Herzlichen Glückwunsch allen Gewählten.

Neben den Gewählten werden Ines Mönch, Dr. Thomas Menn und Anja Herwig weiterhin dem Gemeindekirchenrat angehören. Daniel Schmidt, Anne Lehmann, Nadine Schröder und Markus Hildebrandt scheiden zu unserem Bedauern aus. Wir danken ihnen für die geleistete Arbeit. Auch Andreas Radtke können wir an dieser Stelle für seine Bereitschaft zu kandidieren danken.

Die Einführung der neugewählten Mitglieder des Gemeindekirchenrates erfolgt im Gottesdienst zu „Advent in der Kirche“ am 7. Dezember 2019 um 15 Uhr, die Verabschiedung der ausscheidenden Ältesten und Ersatzältesten wird am 15. Dezember 2019 um 10 Uhr sein. Die Ersatzältesten werden dann im Gottesdienst am Dezember 2019 um 10 Uhr eingeführt.

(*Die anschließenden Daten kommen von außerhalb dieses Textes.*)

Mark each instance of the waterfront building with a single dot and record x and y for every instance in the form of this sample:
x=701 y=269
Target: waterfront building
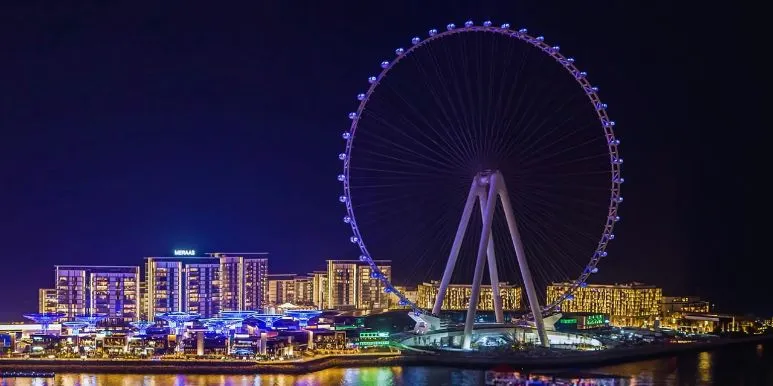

Zum Schluss noch ein herzlicher Dank an die weiteren Mitglieder des Wahlvorstandes: Ines Mönch, Rieta Thierbach und Bernd Wulff.

Für den Wahlvorstand
Anja Herwig

Aus der Gemeindeleitung – Bericht des GKR Johannisthal

– Wahlen – Bau – Geländeplanung – Johanniter – kleiner Abschied –

Die anstehende Wahl zum Gemeindekirchenrat zog sich wie ein roter Faden durch die letzten Sitzungen des GKR Johannisthal. So stolz wir darauf waren, dass sich diesmal mehr Personen zur Wahl stellten als Ämter zu vergeben sind, so traurig stimmte es uns schon im Vorfeld, dass nicht alle Kandidaten zum GKR gehören würden.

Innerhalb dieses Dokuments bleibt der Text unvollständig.